Retrieved from https://studentshare.org/other/1429314-compare-the-moral-theories-of-kant-and-aristotle
https://studentshare.org/other/1429314-compare-the-moral-theories-of-kant-and-aristotle.
Aristotle, in his philosophy, maintains the importance of the soul in the acquisition of moral virtue. It is only by fulfilling the dictates of this soul, which is guided by reason that one would be able to achieve happiness. This happiness could be achieved by man, who was at the highest position in Aristotle’s teleological view of things. The man was at the highest position in his scala naturae, which means the Great Chain of Being, as a result of the possession of rationality and reason, unique to man, who maintains his superiority as a result of this rationality. The rational human person, the creature at the top of the biological ladder, would have a good character that arose out of the creation of moral virtue. To create this character, he would need the fortune to be tutored by somebody higher than him like a teacher, something that would be available only to the elite sections of the society. Aristotle himself was tutored by people like Plato and he was tutor to Alexander the Great. Contemporary Greek ideas and practices were thus, a great factor in the development of the theories of Aristotle. This theory, however, excludes a vast majority of the population, the commoners, from attaining the virtue that he talks about since they had no access to a tutor, let alone somebody like Aristotle.

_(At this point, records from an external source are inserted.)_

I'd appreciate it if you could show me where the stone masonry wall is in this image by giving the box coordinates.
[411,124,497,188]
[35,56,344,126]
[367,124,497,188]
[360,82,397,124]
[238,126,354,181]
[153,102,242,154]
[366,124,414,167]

Kant’s virtue is based on the fulfillment of one’s duty. The fulfillment of this duty would give a man his happiness and this was based on his actions and not on fortune. It was the fulfillment of this duty that gave rise to a man’s character which was based on justice rather than the achievement of an end. Man’s position in the world was based on this justice, which would be decided by his thought, rather than by any supernatural force. This also means that Kant’s theory gives more significance to the means that are employed to complete a particular action rather than the ends that are expected to be a result of that action. Here, Kant is different from the theories of colonialism that existed during his time, which were created to justify the end. Kant’s theory is thus, more egalitarian than that of Aristotle, who stressed the need for external influences to guide man to the achievement of virtue and happiness. This happiness and virtue could be attained through the fulfillment of one’s duty through the fulfillment of the categorical imperative, which refers to the demands of the moral law and the principles that constitute morality. It also refers to the moral duty of a person and it encompasses the actions that a man would have to take in order to fulfill them.
Both these thinkers stressed the role of knowledge, innate and acquired for the development of one’s character. While Kant focused on the innate knowledge of man that could be used to assess the empirical knowledge that man acquired, Aristotle focused on the reason of man and the guidance that would be provided by a teacher. Kant sought to remedy the traditional divorce that was effected between rationalist philosophy and empirical philosophy. They were therefore the forerunners of present-day thinkers who place a lot of emphasis on knowledge.
Arguing for the moral superiority of one thinker over the other is fraught with complications when they belong to totally different world orders and applying a contemporary yardstick to assess them would be unfair to them. However, if one were to do so, Kant’s philosophy, with the emphasis that it lays on the innate knowledge of man, without any difference between the masses and the elite classes of the society. Apart from this, while Aristotle exhorts one to follow the dictates of an abstract soul, Kant is able to provide man with a more stable framework that one may follow. However, the superiority of his tenets is something that is contingent on the time and place from where we choose to analyze his works.